A brick-faced passenger platform was built at Reception Road, Pelaw Main, but passenger traffic ceased in 1932 with the scaling down of the branch from Aberdare Junction on the South Maitland Railway coupled with the fact that from 1918 coal from the Stanford Merthyr Colliery was being transported via the Richmond Vale Railway. In addition, the SMR branch was abandoned altogether by 1940 following major subsidence beneath it, leaving the Richmond Vale Railway to service fully Stanford Merthyr and Pelaw Main.

Pelaw Main Colliery was a major concern and large employer. By 1902 there were four coal loading 'roads' which accommodated sufficient wagons to hold 4000 tons of coal at any one time. Richmond Vale Railway was extended to form a main link, past the South Maitland Cemetery, to the South Maitland Railway at Weston Exchange Sidings near the eastern end of Weston Railway Station, the link being completed in 1936. This meant that in the unlikely event that the Richmond Vale Railway was blocked an alternative route for coal trains was available. The link was occasionally used when flooding blocked one, but not both rail lines-it was rare for both lines to be blocked at the same time.

In 1922 a direct railway line was constructed between Pelaw Main and Richmond Vale and passenger trains were run to convey miners to and from each mine.
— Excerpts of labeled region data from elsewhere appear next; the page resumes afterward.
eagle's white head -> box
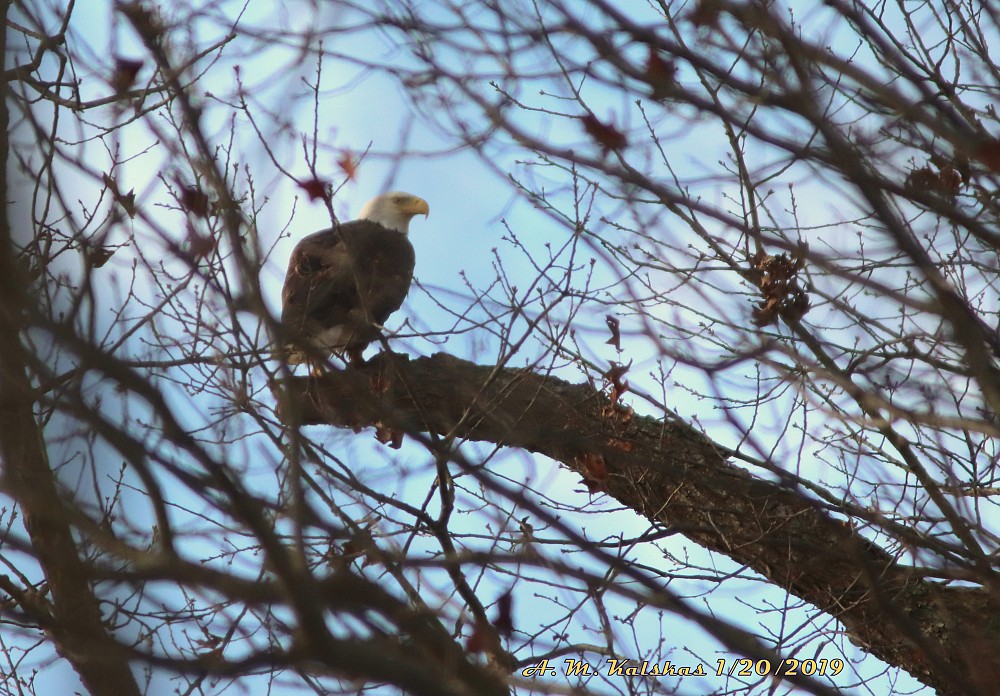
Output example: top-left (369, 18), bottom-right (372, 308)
top-left (358, 191), bottom-right (431, 234)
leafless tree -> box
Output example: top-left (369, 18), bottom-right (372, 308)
top-left (0, 0), bottom-right (1000, 696)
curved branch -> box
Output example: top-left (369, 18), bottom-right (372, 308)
top-left (276, 354), bottom-right (1000, 693)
On 19 July 1957 a fatal explosion occurred in the colliery killing one miner Kenneth Roderick.

Pelaw Main Colliery closed in 1962 owing to the major coal industry slump at that time.

==Recent history==
Pelaw Main has not changed much since the closing of the colliery. The population stays fairly small, recorded at 836 people in 2006 (a 1% growth since the 2001 census). The town had a small general store, but it has since closed. Most shopping is now done in nearby Kurri Kurri.

It also has a primary school, which was established in 1903.

A direct railway line was constructed in 1922 between Pelaw Main and Richmond Vale for the conveyance of miners to and from their shifts. In recent times this line has been rebuilt by the Richmond Vale Railway Museum and until damaged by a bush fire in 2017 was part of its regular tourist/enthusiast heritage train services. The bush fire damage is being remediated.